🤖 AI Summary
Existing automatic summarization evaluation metrics struggle to assess the logical faithfulness of parliamentary debate summaries, thereby hindering public understanding of policy reasoning. This work proposes a formal evaluation framework grounded in computational argumentation, introducing for the first time the alignment of argumentative structures into this task. By anchoring on contested proposals, the framework examines whether summaries generated by large language models accurately preserve the core reasoning chains supporting or opposing a policy. Moving beyond superficial semantic similarity, the approach emphasizes logical consistency and has been validated on European Parliament debates. It establishes a novel, interpretable, and structure-aware paradigm for evaluating faithfulness in political text summarization.
📝 Abstract
Understanding how policy is debated and justified in parliament is a fundamental aspect of the democratic process. However, the volume and complexity of such debates mean that outside audiences struggle to engage. Meanwhile, Large Language Models (LLMs) have been shown to enable automated summarisation at scale. While summaries of debates can make parliamentary procedures more accessible, evaluating whether these summaries faithfully communicate argumentative content remains challenging. Existing automated summarisation metrics have been shown to correlate poorly with human judgements of consistency (i.e., faithfulness or alignment between summary and source).
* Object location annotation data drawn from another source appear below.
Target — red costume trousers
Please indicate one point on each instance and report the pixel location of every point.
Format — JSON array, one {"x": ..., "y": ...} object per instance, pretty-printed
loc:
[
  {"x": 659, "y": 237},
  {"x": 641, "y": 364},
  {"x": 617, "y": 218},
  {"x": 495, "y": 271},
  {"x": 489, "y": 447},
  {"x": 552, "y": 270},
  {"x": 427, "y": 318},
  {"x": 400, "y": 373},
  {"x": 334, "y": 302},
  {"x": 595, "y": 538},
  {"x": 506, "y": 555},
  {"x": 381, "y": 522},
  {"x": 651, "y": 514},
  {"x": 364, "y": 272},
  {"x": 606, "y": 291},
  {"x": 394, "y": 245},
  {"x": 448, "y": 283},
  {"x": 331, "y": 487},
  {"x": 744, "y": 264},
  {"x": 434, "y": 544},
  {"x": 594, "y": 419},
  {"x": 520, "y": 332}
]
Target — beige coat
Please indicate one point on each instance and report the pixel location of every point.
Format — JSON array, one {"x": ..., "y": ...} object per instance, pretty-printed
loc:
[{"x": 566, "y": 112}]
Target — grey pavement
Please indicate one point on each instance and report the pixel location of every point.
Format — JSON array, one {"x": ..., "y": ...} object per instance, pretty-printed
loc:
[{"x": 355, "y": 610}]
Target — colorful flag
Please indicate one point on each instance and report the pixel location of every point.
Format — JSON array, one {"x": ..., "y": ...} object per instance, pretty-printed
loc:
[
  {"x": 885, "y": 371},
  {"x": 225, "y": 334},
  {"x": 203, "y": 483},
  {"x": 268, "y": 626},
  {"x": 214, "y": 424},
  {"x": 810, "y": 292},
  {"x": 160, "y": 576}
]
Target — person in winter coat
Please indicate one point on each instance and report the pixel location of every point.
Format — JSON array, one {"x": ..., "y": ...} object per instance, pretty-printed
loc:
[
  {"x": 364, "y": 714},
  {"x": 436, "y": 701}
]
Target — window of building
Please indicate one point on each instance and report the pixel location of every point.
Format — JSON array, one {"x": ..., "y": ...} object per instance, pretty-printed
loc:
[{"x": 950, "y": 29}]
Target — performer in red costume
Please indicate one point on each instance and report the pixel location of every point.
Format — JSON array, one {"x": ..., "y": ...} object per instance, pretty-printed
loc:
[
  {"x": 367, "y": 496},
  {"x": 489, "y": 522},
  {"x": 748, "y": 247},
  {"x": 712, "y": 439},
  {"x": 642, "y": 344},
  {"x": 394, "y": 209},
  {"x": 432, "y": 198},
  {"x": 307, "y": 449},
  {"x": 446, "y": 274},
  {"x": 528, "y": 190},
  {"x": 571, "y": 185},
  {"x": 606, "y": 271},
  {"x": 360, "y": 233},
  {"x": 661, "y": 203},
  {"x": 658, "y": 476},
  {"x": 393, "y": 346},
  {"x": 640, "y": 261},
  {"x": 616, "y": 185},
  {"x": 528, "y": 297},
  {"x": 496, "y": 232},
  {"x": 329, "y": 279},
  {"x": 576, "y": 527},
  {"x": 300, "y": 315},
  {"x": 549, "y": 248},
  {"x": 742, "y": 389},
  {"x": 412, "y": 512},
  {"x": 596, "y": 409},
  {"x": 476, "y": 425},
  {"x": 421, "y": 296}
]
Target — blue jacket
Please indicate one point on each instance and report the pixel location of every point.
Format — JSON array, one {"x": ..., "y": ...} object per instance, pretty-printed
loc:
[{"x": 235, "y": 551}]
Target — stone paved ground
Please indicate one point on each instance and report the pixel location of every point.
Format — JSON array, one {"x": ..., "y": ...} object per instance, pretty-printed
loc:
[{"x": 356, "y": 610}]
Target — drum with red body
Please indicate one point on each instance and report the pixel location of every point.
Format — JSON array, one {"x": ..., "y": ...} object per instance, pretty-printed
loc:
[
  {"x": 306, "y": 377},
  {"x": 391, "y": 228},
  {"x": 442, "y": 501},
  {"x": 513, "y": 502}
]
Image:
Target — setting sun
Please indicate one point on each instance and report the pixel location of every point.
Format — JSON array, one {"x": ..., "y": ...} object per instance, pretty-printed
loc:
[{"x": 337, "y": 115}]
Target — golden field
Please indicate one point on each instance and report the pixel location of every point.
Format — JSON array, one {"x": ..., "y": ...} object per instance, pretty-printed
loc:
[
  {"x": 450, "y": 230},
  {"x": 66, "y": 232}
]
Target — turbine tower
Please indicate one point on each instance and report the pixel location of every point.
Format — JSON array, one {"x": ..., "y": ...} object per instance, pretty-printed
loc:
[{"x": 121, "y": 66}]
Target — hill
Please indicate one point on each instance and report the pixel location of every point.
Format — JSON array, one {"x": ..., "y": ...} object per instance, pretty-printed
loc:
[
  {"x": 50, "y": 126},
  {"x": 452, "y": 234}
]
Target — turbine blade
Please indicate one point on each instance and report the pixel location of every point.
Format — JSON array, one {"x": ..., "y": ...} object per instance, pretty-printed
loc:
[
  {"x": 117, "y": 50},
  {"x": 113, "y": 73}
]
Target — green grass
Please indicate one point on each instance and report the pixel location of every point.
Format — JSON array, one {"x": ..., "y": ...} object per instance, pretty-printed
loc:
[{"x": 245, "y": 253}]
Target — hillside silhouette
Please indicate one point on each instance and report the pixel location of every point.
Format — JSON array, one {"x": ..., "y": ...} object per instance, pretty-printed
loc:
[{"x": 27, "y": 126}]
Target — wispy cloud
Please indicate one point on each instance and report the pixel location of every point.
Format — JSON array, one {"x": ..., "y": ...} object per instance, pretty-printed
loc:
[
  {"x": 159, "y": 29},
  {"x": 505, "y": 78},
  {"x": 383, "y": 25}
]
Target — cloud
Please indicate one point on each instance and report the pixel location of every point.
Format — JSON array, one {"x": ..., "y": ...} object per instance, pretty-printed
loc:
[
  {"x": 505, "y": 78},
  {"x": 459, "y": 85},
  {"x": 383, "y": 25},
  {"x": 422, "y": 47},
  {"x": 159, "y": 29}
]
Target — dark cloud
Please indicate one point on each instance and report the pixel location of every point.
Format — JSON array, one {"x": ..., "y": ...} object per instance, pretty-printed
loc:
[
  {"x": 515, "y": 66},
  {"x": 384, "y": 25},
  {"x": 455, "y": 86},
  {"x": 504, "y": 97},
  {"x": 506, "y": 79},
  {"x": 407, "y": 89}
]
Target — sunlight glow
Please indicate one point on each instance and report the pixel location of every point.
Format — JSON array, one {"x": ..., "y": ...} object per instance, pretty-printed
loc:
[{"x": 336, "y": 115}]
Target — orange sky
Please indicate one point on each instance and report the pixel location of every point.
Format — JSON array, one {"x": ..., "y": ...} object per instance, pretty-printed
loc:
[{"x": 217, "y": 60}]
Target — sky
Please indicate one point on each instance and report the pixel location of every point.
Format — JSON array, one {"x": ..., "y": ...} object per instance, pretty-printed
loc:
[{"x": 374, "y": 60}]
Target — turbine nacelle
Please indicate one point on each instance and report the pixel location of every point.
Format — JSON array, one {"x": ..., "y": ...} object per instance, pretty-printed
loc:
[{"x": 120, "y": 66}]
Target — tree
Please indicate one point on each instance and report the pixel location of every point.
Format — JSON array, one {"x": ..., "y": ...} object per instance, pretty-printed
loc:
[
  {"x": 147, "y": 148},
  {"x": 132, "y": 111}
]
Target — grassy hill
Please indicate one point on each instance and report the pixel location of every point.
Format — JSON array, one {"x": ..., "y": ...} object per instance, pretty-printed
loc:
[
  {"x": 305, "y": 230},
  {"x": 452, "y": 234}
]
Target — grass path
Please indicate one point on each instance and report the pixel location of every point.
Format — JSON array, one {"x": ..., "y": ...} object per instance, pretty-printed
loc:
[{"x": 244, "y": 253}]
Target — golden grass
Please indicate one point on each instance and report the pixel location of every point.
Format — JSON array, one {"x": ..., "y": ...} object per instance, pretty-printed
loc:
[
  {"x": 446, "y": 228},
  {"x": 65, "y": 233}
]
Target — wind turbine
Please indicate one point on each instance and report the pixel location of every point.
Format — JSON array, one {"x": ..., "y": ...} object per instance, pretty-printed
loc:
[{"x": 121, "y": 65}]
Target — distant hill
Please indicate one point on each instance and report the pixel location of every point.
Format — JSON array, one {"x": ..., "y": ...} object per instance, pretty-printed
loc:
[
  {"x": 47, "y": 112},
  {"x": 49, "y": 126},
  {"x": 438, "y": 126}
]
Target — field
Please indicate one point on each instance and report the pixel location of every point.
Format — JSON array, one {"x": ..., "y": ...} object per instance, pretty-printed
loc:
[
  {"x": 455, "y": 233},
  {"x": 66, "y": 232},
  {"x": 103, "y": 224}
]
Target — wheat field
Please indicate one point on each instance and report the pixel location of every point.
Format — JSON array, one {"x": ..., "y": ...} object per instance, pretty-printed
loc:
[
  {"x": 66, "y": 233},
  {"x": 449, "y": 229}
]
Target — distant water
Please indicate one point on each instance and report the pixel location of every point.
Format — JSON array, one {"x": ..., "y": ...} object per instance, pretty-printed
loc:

In this work, we propose a formal framework for evaluating parliamentary debate summaries that grounds argument structures in the contested proposals up for debate. Our novel approach, driven by computational argumentation, focuses the evaluation on formal properties concerning the faithful preservation of the reasoning presented to justify or oppose policy outcomes. We demonstrate our methods using a case-study of debates from the European Parliament and associated LLM-driven summaries.